The Singleton is actually a threesome of single malts each with a growing family of expressions around a core 12-year-old. First was Singleton of Glen Ord, Diageo’s ‘green grassy’ malt from the Black Isle which was reserved for Asia. Then came two Speysiders – The Singleton of Glendullan (fruity, grassy) for the US and Canada, and The Singleton of Dufftown (nutty, spicy), which was kept just for Europe. Today all three are available globally in a bid to become the world’s number one single malt brand.
In each case with The Singleton of Glendullan, Dufftown and Glen Ord, the range has been expanded with older expressions and those with no age statement at all. Examples include Dufftown’s Spey Cascade, Tailfire and Sunray, and Glendullan’s Master’s Art that is finished in Muscat casks.
Described as a ‘recruitment malt’, The Singleton has become the key driver in Diageo’s single malt portfolio, flanked by ‘discovery malts’ like Talisker and Oban, and ‘prestige malts’ like Mortlach and the annual Special Releases range.
For a giant with such prominent brands, Diageo is not used to playing catch-up to its smaller rivals, but that is what has happened with single malts.
With a view to redressing the balance, The Singleton range was launched in 2006, starting with Glen Ord, followed by Glendullan and Dufftown 12 months later.
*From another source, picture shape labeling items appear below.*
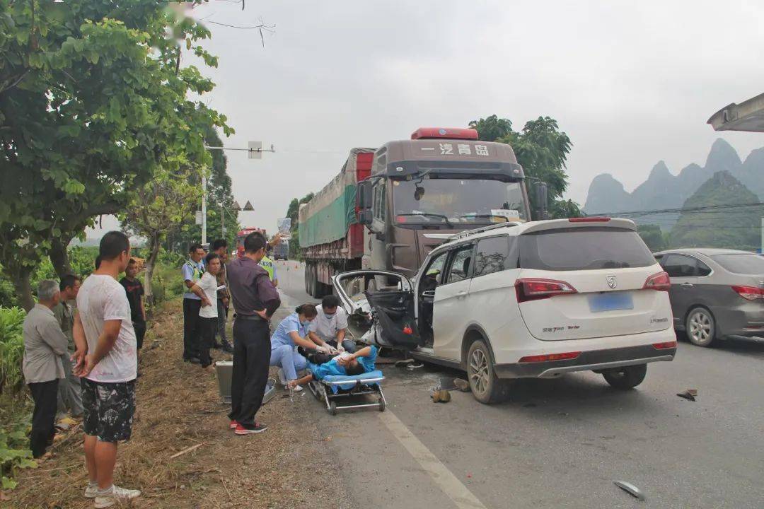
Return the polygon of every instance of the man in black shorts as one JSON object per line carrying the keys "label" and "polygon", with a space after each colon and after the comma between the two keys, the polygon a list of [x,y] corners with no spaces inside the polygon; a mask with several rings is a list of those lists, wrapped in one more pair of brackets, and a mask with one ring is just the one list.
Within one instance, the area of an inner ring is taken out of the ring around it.
{"label": "man in black shorts", "polygon": [[85,496],[107,507],[135,498],[138,490],[114,484],[117,443],[130,438],[138,371],[135,331],[125,288],[117,276],[128,267],[130,241],[110,231],[101,239],[101,265],[77,294],[74,372],[82,377]]}

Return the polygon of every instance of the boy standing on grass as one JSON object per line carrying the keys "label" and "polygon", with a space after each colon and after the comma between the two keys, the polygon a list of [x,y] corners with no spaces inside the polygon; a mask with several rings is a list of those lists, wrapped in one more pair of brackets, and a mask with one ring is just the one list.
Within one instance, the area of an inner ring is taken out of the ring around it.
{"label": "boy standing on grass", "polygon": [[135,342],[140,352],[143,347],[143,338],[146,335],[146,309],[143,304],[143,284],[135,277],[138,273],[138,262],[134,258],[131,258],[128,262],[128,269],[125,271],[125,277],[119,280],[119,284],[125,287],[125,293],[130,302],[130,319],[133,322]]}
{"label": "boy standing on grass", "polygon": [[85,497],[96,507],[135,498],[138,490],[114,484],[117,443],[128,440],[135,412],[137,342],[130,302],[117,276],[130,261],[130,241],[119,231],[101,239],[101,265],[77,295],[74,317],[74,372],[81,377],[85,466],[89,482]]}
{"label": "boy standing on grass", "polygon": [[202,298],[202,308],[199,311],[199,360],[202,367],[208,372],[212,371],[212,359],[209,350],[215,343],[215,333],[218,330],[218,272],[220,272],[220,256],[216,253],[207,255],[206,272],[191,288],[191,291]]}

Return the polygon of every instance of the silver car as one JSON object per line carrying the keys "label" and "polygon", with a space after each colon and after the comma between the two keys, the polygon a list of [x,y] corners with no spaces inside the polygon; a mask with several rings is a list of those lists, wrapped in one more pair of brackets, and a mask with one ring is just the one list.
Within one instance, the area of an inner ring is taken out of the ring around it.
{"label": "silver car", "polygon": [[671,278],[674,326],[693,344],[730,337],[764,340],[764,256],[688,248],[656,253]]}

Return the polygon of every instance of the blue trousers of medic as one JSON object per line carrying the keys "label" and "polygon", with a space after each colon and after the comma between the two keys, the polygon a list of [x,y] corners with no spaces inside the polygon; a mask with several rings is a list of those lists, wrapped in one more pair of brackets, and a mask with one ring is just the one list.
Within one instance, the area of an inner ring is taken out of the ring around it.
{"label": "blue trousers of medic", "polygon": [[297,372],[308,367],[308,359],[297,353],[291,345],[279,345],[270,350],[270,366],[283,369],[287,381],[296,380]]}

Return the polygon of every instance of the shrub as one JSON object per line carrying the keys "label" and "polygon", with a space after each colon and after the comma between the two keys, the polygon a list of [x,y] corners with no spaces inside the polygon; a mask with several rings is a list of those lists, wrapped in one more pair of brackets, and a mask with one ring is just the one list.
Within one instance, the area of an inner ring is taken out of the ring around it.
{"label": "shrub", "polygon": [[0,308],[0,394],[15,392],[23,385],[21,325],[26,316],[19,308]]}

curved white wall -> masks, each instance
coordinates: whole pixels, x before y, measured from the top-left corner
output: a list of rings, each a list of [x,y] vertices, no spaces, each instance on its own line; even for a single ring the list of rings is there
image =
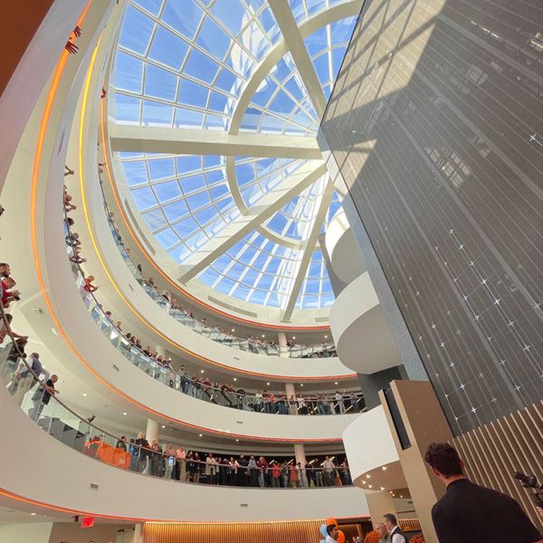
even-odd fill
[[[337,298],[330,311],[330,329],[339,358],[357,373],[372,374],[400,365],[398,349],[367,272]]]
[[[366,272],[366,264],[343,209],[330,221],[325,241],[334,272],[341,281],[350,283]]]
[[[368,515],[356,487],[274,490],[164,481],[101,463],[36,426],[0,387],[0,488],[60,508],[150,520],[294,520]],[[97,484],[98,491],[90,489]],[[247,507],[242,507],[246,503]]]
[[[399,461],[382,405],[358,415],[343,432],[343,443],[355,482],[372,470]]]

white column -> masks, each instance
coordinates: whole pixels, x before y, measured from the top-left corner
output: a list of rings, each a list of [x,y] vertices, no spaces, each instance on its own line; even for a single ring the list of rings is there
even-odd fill
[[[294,386],[292,386],[292,388]],[[294,445],[294,458],[296,459],[296,463],[300,462],[301,464],[301,468],[305,468],[306,460],[305,460],[305,447],[303,443],[296,443]],[[302,479],[303,479],[303,486],[307,489],[309,488],[308,484],[308,477],[306,475],[305,470],[302,472]]]
[[[158,443],[158,423],[152,419],[148,419],[148,427],[145,433],[145,438],[149,442],[149,445],[156,441]]]
[[[277,342],[279,343],[279,356],[287,357],[289,356],[287,335],[284,332],[278,332]]]

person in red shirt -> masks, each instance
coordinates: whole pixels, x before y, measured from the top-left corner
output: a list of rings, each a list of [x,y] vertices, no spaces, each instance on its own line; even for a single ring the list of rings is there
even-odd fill
[[[93,285],[92,281],[94,281],[94,275],[89,275],[89,277],[85,278],[85,284],[83,286],[83,290],[87,292],[96,292],[100,288],[97,285]]]
[[[14,290],[15,281],[11,277],[6,277],[2,280],[2,305],[5,308],[8,308],[9,304],[15,300],[21,300],[21,293],[19,291]]]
The brand’s success led to a major expansion at Glen Ord in 2014 that doubled capacity to 10 million LPA (litres of alcohol per annum).
In the same year, Diageo launched The Singleton of Dufftown Tailfire and Sunray – the first two NAS expressions in the brand’s portfolio.
By 2015 Diageo revealed plans to grow The Singleton as a single malt brand in its own right, to take on the might of The Glenlivet and Glenfiddich which jointly held the title of world’s biggest malt brand.